Julie stood against the rails of the steerage deck and waved at her parents. She could see them at the farthest end of the dock. So small, in mourning dress, they looked like a pair of blackbirds at the edge of a field. She thought she saw her mother wave back; from this distance it was hard to tell.
She slid her fingers along the sturdy rail. All her life, Julie had seen spectacular ocean liners come in and out of port, right outside their kitchen windows. She watched them as they passed through their surprisingly short life cycles: their feted launches and fashionable youths, their less popular mature years, then their retirement, sometimes terribly scarred by fires or accidents only five or eight years after their maiden voyage. This, however, was the first time she’d ever boarded one.
Julie’s family was from a small working-class neighborhood wedged in among wharfs. A crooked collection of wattle-and-daub houses with canals on all sides, it was a ve
ritable island within the port. She grew up with water all around her, water and great ships. But, up to now, she had never been on anything larger than her father’s fishing boat, a vessel so humble it was too small to accommodate all his sons at once. This ship, the Paris, was even bigger than her quarter, her native Saint François.

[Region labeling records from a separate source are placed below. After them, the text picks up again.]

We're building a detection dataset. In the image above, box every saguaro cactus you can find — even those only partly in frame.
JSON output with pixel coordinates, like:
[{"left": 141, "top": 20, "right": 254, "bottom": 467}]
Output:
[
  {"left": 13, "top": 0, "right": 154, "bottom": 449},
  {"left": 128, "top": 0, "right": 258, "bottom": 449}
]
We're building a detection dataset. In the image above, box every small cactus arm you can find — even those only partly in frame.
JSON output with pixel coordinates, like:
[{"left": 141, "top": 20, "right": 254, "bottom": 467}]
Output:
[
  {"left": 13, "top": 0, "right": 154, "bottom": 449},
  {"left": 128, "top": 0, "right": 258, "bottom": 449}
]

She almost looked out at her parents again, but quickly turned her gaze. They had come to see their last surviving child leave home and Julie couldn’t bear to see them so somber and resigned. It was time to go below, to get ready for work, but she could not yet make herself leave the deck, to disappear and abandon her parents completely. Besides, she wanted to see from this new perspective how the great ship would maneuver out of the harbor and, little by little, leave Le Havre behind.
There were still a few sailors and uniformed workers enjoying the festivities, shouting and gesturing to the people onshore. Just then, two young crew members who looked like brothers (except one was almost a full head taller than the other) shouldered into a spot next to her on the rail and waved vigorously at a blond girl holding a pug tightly in her arms. She grinned at them, waving the dog’s paw back. The shorter boy rolled his eyes, then looked straight down the sleek hull of the steamer, down to the water.
“I’ve never been this far off the ground,” he said to his friend.
“You mean, this far off the water!” his friend replied, looking down himself.
Julie peeked too, her neck reaching out farther and farther, her gaze gliding down the side of the ship until it found the sea. It was surprisingly far. She unwound the streamer from her fingers and let it drop, holding her breath until it reached the dark water below. She quickly looked back up and glimpsed out toward her parents. Both waited patiently; they were experienced at this. She shook her head with a sigh, knowing herself a poor substitute for sons.
“Hey,” said the short boy, still hanging over the rail, contemplating the water from that great height, “have you ever wondered where the extra water comes from when the tide rolls in?”